The Organization of the Petroleum Exporting Countries also said in a monthly report it had cut its estimate of 2018 supply from non-OPEC producers and said oil use would grow faster than previously thought due to a stronger-than-expected world economy.
“The global economic growth dynamic has continued its broad-based and relatively strong momentum,” OPEC said. “The ongoing momentum could still provide some slight upside potential.”
OPEC said the world would need 33.42 million barrels per day (bpd) of OPEC crude next year, up 360,000 bpd from its previous forecast and marking the fourth consecutive monthly increase in the projection from its first estimate made in July.
The report is OPEC’s last before a Nov. 30 meeting in which the group and its allies are expected to extend their supply-cutting deal further into next year. The projections pointing to a growing 2018 supply deficit could influence debate on how long to maintain the curbs.
Oil prices LCOc1, which are close to their highest since 2015, rose further towards $64 a barrel after the report was issued. Crude is still about half its level of mid-2014, when a build-up of excess supply led to a price collapse.
The 14-country producer group said its oil output in October, as assessed by secondary sources, was below the 2018 demand forecast at 32.59 million bpd, a drop of about 150,000 bpd from September.
The report’s OPEC production figures mean compliance with the supply cut by the 11 members with output targets has risen above 100 percent from 98 percent initially reported in September, according to a Reuters calculation.
“The high conformity levels of participating OPEC and non-OPEC producing countries ... have clearly played a key role in supporting stability in the oil market and placing it on a more sustainable path,” the report said.
In a further sign supply excess is easing, OPEC said inventories in developed economies declined by 23.6 million barrels in September to 2.985 billion barrels, 154 million barrels above the five-year average.

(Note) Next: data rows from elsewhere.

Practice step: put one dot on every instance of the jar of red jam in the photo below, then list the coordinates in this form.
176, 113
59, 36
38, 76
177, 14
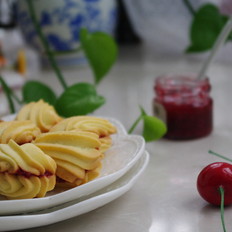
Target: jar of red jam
183, 102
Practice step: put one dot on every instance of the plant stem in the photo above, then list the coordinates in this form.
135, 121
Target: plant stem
222, 207
7, 91
135, 124
221, 156
189, 7
45, 44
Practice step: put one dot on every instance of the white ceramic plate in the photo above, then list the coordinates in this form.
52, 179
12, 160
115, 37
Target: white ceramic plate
125, 152
76, 207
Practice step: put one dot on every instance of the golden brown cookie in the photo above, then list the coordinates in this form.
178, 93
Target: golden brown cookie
20, 131
40, 113
25, 171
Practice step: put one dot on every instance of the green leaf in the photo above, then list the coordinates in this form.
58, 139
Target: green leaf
79, 99
100, 50
8, 92
153, 128
35, 90
206, 26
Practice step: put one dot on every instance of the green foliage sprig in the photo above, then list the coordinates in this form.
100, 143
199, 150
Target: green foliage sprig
206, 26
82, 98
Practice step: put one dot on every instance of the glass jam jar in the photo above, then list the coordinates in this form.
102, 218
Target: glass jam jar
184, 104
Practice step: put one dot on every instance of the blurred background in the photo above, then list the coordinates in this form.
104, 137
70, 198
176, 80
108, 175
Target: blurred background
158, 28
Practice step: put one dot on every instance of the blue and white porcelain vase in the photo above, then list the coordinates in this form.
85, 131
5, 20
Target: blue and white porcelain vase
61, 21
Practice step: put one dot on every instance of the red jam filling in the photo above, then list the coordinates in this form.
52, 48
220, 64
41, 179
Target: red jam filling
186, 107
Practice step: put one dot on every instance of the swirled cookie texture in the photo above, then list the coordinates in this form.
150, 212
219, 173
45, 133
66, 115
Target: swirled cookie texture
41, 113
20, 131
25, 171
76, 154
102, 127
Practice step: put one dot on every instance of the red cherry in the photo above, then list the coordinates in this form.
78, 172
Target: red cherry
211, 178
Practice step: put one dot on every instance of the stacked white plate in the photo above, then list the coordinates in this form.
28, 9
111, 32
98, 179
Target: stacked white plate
124, 162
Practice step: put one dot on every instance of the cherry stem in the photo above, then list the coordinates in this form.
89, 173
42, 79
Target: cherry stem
222, 208
221, 156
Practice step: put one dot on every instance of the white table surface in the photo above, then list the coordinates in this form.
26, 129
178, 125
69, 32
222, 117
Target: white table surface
165, 198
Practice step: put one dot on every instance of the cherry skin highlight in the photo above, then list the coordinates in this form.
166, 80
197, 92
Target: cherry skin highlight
211, 178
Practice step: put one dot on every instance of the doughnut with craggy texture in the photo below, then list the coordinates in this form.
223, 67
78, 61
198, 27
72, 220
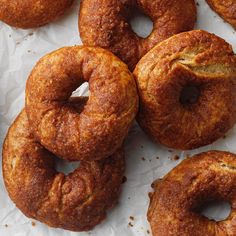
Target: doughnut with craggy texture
97, 131
177, 198
226, 9
78, 201
32, 13
187, 90
105, 23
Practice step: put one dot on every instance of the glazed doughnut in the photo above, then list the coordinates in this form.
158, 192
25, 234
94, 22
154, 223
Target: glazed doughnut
105, 23
77, 202
187, 90
175, 203
226, 9
97, 131
31, 13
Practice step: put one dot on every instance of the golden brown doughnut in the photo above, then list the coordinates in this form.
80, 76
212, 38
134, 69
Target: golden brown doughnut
105, 23
175, 203
195, 62
226, 9
77, 202
31, 13
97, 131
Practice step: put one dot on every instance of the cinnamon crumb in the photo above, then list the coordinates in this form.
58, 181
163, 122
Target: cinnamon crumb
175, 158
124, 179
130, 224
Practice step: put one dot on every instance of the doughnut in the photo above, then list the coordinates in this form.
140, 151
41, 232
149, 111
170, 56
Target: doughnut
77, 202
177, 199
226, 9
31, 13
187, 93
105, 23
100, 128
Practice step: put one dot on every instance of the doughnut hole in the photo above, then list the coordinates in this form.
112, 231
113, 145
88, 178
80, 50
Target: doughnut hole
66, 167
82, 89
189, 94
216, 210
141, 23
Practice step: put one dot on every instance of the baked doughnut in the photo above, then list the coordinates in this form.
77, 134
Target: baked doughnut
187, 90
105, 23
97, 131
226, 9
31, 13
175, 203
77, 202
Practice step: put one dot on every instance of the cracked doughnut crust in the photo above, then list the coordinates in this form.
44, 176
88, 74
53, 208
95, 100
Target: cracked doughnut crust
31, 13
77, 202
226, 9
97, 131
174, 205
105, 23
199, 59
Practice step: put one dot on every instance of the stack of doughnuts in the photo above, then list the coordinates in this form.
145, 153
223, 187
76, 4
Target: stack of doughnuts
86, 129
181, 92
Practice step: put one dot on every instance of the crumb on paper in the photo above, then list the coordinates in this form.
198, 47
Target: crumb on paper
124, 179
131, 218
187, 156
130, 224
175, 158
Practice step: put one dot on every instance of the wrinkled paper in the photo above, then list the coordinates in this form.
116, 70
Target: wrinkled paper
146, 161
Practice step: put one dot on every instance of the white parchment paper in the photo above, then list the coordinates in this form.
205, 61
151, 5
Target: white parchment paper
146, 161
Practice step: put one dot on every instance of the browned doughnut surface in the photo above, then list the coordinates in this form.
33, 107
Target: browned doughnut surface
76, 202
226, 9
174, 206
187, 90
100, 128
31, 13
105, 23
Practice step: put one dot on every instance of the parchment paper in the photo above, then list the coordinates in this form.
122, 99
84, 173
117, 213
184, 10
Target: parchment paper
146, 161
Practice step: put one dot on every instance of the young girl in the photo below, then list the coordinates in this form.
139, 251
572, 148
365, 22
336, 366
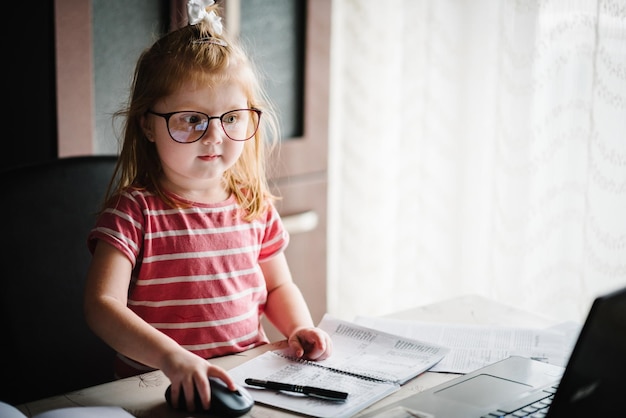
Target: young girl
188, 251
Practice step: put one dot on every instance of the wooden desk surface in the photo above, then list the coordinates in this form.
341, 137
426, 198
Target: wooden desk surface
143, 396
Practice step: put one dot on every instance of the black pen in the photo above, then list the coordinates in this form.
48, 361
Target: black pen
327, 394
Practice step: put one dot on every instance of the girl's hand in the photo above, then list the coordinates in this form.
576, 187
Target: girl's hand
187, 371
311, 343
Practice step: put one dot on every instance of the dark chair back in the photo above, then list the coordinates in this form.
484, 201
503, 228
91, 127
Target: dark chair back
47, 211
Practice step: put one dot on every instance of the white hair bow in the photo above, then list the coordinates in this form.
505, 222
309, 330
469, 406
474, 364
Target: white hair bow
196, 12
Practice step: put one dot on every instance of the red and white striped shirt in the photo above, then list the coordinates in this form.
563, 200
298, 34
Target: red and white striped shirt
196, 274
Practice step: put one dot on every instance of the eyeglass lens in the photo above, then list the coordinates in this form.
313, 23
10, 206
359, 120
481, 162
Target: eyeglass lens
239, 125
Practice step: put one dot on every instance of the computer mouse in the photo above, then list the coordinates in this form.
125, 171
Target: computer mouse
224, 402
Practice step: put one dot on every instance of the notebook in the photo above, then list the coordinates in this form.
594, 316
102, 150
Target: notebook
591, 385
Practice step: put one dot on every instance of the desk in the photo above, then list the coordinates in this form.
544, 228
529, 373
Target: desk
143, 396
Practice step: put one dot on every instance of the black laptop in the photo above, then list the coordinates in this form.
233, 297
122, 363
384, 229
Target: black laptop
591, 385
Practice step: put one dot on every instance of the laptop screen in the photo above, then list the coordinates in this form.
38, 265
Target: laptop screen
593, 382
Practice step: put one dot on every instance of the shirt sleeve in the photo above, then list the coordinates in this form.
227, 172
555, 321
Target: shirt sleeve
276, 237
121, 225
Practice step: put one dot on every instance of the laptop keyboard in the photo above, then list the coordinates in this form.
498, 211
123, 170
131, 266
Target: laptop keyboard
534, 406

“The excess overhang has fallen considerably,” said OPEC, which aims to reduce stocks to the five-year average through the supply-curbing deal.

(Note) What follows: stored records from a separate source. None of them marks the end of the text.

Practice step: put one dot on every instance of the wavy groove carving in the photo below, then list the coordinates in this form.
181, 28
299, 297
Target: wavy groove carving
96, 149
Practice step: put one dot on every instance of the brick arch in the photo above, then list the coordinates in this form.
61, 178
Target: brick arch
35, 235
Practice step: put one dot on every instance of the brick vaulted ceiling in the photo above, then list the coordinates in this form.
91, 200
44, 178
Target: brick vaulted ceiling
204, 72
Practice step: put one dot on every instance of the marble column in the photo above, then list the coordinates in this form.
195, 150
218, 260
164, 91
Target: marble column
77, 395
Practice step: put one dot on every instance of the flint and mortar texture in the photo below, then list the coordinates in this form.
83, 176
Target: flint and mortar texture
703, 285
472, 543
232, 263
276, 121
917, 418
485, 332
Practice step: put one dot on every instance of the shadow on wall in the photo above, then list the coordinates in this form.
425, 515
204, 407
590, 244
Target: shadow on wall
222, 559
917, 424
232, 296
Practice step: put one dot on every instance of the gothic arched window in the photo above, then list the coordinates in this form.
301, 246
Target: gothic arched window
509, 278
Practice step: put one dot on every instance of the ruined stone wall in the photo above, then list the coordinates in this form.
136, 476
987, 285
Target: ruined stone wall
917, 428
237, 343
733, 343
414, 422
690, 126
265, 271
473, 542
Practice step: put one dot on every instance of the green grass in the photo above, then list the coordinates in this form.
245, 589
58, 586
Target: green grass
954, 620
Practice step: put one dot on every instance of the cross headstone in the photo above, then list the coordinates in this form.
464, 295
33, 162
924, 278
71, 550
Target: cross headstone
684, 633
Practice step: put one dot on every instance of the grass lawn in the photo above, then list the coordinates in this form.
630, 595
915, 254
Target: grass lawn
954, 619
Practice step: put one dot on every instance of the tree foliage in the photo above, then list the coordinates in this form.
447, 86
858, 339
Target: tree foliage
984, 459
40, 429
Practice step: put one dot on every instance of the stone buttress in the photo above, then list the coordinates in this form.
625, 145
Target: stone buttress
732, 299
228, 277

Stronger demand has given tailwind to the supply cut, in which OPEC plus Russia and nine other non-OPEC producers are reducing output by about 1.8 million bpd until March 2018.
OPEC now expects oil demand to rise by 1.51 million bpd next year, up 130,000 bpd from previously, to 98.45 million bpd. World economic growth is seen accelerating to 3.7 percent, up from 3.5 percent in the previous forecast.
And in another forecast moving in OPEC’s favour, the report lowered its estimate of supply growth from non-OPEC countries next year. It now sees a rise of 870,000 bpd, down 70,000 bpd from the previous forecast. OPEC cited downward adjustments to Mexico and Norway for the revision.
OPEC and its allies are discussing extending their supply pact for as long as nine months, officials have said ahead of the Nov. 30 meeting in Vienna.
Doing so could lead to a sizeable supply shortfall next year. Should OPEC keep pumping at October’s level and other things remain equal, the market could move into a deficit of about 830,000 bpd next year, the report indicates.
Last month’s report pointed to a smaller deficit of about 310,000 bpd.